WTO rules that EU Tariffs on certain high-tech goods are not allowed under GATT 1994

08 September 2010

The WTO Dispute Settlement Body recently ruled that EU Tariffs on certain High-Tech goods were in violation of the EC’s obligations under the Information Technology Agreement (ITA). The United States, Japan and Chinese Taipei claimed that the EC had signed up to allow certain information technology products duty-free access into the EU and that the imposition of import Tariff’s was subsequently prohibited by the ITA.

The Arguments

The US, Japan and Taipei all argued that a number of EC customs classification legal instruments and Regulations were inconsistent with the EC’s obligations under the GATT 1994 agreement. They argued that the ITA should account for technological changes and cover goods and technological advancements that were made in the years subsequent to the agreement. The complaint centred round three products in particular:

• Flat-panel screens
• Set-top boxes
• Multi-Function Printers

They argued that the products all fell within the scope of the ITA even though technologically they were more advanced than the ITA envisaged.

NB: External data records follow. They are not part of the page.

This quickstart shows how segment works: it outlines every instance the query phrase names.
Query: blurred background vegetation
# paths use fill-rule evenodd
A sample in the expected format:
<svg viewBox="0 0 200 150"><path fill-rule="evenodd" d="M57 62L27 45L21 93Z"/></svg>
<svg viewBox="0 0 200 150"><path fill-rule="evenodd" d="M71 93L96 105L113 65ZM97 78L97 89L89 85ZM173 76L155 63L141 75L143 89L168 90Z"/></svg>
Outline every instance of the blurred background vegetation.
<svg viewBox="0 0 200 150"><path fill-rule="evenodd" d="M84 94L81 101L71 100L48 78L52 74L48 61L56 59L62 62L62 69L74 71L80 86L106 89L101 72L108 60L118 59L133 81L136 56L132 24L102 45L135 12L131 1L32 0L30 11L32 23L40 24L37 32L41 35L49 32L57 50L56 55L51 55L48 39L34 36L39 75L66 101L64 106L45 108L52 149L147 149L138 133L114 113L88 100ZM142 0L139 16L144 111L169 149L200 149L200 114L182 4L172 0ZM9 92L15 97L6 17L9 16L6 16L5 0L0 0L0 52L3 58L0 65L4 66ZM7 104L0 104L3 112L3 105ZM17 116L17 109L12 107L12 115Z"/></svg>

The EU tried to argue that the products concerned were outside of the scope of the ITA and thus “consumer goods” rather than “technology products”. One of the arguments made for example, was that flat-panel computer screens could also be used to watch videos and were thus more akin to television sets than IT products. After considering both arguments, the WTO finally reached the decision that the EU was in breach of its obligations under the ITA agreement by levying import tariffs against the products in question.

What will this actually mean?

In the short-term this ruling is unlikely to change a great deal. The EU has a 60-day window to make an appeal against the ruling. By all accounts, Brussels is extremely unhappy that this matter went to the litigation stage rather than being resolved through negotiation so it remains to be seen whether the EU will launch an appeal as a ‘delaying tactic’ or will even go so far as to attempt to renegotiate the original ITA agreement on the grounds that the original agreement has become dated and unable to function adequately. Should it attempt to do this, the EU is likely to face considerable opposition so until the EU issues its official response to the ruling, traders and practitioners alike will have to be patient.